We’ve all done it . . . made New Year’s resolutions that this will finally be the year to eat healthier, to go on that dream trip to Europe, or to get more organized. Our hopes are high and our intentions are good—and yet, the end of the New Year comes around and our resolutions remain undone.For market researchers and businesses, the New Year puts a focus on planning for new research and evaluating research already in place, including that tracker that’s important to continue but, over time, has turned stale and “tired.” You continue to track, but it isn’t providing the same level of value or insights as it has in the past. It needs to be rejuvenated.
At Chadwick Martin Bailey, we believe that if your tracker isn’t helping your company grow, stay ahead of the competition, or set strategic priorities, you need to make a change. If one of your resolutions for 2015 is to refresh your tired tracker, here are some things that will help you achieve that goal this year:
- Evaluate your tracker with a fresh eye to make sure you’re asking the right questions, in the right way, to generate insights that support your business decisions for 2015 and the years to come. Even though most of us shudder at the thought of touching a tracker in any way (how many times have you said the words “but what impact will that have on trending?!”), today’s pace of change in business is remarkable. The landscape that currently exists for your business may be very far from what it was when your tracker began.
Make an honest assessment of the questions you ask and how you ask them. Would you be gaining deeper, more actionable insights if you made a change? Then, make careful decisions about trade-offs, specifically between improving usefulness vs. losing trendability. If you deem a change necessary, create a transition plan. Conduct a parallel pilot test of the change when possible. Have discussions with your stakeholders to ensure everyone understands the trade-offs that will be made.
- Focus on the strategic and tactical decisions the business needs to make from this tracking research. Have conversations with your stakeholders and information users. Find out which results from the existing tracker are actively used and which results are never touched.
- If you find some results are no longer used or cannot provide insights to drive action, consider cutting the questions.
- If you find new information needs have arisen that require tracking, add questions that will address them. For any new needs that don’t need to be tracked over time, consider incorporating a “rotating” module into your tracker (a short section of questions open to change wave-to-wave). This helps leverage the tracker to address specific related questions without undergoing the cost and time of a separate research effort.

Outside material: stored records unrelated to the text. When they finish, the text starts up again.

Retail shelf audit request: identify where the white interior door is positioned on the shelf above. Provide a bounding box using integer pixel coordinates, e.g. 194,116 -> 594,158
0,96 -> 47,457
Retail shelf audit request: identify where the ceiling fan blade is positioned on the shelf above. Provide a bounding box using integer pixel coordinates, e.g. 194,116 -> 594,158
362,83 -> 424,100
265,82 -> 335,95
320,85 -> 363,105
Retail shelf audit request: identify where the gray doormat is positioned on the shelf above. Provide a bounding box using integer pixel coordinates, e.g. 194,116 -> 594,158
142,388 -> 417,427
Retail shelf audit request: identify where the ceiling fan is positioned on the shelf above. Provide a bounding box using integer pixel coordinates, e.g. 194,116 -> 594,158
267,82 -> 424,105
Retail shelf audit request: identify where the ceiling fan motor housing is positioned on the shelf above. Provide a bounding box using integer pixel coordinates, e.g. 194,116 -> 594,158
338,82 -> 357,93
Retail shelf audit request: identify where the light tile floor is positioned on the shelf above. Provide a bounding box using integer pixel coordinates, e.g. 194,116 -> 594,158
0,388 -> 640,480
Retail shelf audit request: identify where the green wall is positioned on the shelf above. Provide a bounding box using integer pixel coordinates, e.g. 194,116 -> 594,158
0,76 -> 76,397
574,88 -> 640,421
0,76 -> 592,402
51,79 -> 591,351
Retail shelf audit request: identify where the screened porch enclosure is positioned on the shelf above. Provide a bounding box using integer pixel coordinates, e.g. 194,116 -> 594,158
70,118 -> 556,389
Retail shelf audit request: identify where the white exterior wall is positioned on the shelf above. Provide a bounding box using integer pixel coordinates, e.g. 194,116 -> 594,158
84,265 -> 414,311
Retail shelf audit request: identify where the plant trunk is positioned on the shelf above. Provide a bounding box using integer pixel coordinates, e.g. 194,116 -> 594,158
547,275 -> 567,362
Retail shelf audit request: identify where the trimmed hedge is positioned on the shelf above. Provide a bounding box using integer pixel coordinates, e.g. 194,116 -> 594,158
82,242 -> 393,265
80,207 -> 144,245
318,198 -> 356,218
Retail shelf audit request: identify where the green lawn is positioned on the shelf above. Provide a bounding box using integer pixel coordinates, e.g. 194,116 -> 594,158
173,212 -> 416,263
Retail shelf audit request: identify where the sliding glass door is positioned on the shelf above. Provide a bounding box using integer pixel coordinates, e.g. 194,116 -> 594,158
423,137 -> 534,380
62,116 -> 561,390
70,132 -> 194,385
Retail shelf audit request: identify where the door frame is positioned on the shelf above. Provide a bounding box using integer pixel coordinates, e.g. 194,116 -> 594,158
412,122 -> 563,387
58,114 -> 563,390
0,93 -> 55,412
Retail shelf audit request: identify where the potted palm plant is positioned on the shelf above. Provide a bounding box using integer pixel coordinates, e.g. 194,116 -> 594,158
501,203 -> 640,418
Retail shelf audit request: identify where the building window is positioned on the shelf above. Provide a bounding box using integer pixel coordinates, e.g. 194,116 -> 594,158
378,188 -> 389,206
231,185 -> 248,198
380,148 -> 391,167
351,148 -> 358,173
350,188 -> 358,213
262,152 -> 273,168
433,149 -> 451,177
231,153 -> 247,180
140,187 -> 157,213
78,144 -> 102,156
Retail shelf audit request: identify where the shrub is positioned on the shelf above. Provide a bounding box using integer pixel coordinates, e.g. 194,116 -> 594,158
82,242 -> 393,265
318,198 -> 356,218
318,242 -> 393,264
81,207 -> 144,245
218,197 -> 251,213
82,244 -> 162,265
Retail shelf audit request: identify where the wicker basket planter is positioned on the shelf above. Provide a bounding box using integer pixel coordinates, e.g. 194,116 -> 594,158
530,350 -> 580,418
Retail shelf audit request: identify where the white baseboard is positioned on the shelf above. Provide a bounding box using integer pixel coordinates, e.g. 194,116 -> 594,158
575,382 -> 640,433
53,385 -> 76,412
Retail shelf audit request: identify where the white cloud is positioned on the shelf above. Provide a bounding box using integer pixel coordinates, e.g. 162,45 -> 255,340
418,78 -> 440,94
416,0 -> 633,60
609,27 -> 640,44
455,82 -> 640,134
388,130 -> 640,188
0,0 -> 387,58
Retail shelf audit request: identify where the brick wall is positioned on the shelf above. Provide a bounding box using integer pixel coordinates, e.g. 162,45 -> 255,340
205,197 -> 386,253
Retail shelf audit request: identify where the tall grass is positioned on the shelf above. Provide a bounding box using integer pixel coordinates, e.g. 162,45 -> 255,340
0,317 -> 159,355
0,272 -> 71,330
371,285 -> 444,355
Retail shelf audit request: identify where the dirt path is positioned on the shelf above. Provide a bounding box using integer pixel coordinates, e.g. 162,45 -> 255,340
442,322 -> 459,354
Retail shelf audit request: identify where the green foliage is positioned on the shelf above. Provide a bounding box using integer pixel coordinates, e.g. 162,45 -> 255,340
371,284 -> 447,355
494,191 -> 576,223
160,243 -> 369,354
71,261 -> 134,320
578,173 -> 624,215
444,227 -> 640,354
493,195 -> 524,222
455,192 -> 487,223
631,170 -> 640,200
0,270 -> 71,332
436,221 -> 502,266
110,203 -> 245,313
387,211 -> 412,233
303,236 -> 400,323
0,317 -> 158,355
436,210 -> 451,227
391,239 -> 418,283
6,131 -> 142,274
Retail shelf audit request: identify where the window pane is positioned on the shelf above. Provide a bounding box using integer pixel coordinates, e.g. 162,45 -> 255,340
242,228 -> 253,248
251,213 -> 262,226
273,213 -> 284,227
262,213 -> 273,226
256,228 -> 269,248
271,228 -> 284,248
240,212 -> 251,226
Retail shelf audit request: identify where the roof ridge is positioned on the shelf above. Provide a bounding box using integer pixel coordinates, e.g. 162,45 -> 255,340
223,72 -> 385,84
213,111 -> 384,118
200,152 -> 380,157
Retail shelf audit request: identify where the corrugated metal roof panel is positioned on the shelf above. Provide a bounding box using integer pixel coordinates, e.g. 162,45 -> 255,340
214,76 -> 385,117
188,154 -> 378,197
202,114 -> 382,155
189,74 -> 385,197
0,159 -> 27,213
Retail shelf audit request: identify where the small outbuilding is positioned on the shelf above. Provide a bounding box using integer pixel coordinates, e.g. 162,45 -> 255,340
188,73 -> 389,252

What information does your business currently need in order to take action? Knowing the answer to this question and keeping your tracker current to address those needs elevates its usefulness to drive action and decision-making.
- Ensure your tracker deliverables are telling a story that is relevant to each audience. You should be delivering the right insights to the right stakeholders, and these insights should be in a form that allows them to act. This means no data overload. It’s hard to identify insights when they sit somewhere within a 100 page deck. It’s harder to digest business-changing recommendations when you only have 20 minutes on the calendar to review them before the stakeholders are off to their next meeting. It’s even harder for your stakeholders to decide what type of action they should take when the information is delivered in a “one size fits all” format.
It’s important to think about how to customize your tracker deliverables in a succinct way that readily speaks to each stakeholder’s role and what decisions they need to make, so you don’t fall into the trap of just delivering updates on the same set of metrics wave after wave.
Topline reports may work well for certain audiences while scorecards and dashboards might work better for others. Don’t be afraid to deliver results creatively and in a visually-compelling format. At CMB, we often include dynamic deliverables such as easy-to-digest infographics, one-pagers, posters, and video/motion graphics. These dynamic deliverables are all focused on communicating the story (not the data!) in a way that is relevant and useful for enabling action across our clients’ organizations.
So if you’ve made a commitment that this year will finally be the year that you rejuvenate that tired tracker, consider the areas above when setting it up to support confident, strategic decision-making in 2015 and beyond.
Wendy is the Account Director of CMB’s Financial Services practice. She has two children, and she loves Cape Cod, the Boston Celtics, and refreshing tired trackers. Her 2015 New Year’s resolution is to finally make this the year she actually keeps her resolution about kicking her daily Diet Coke habit.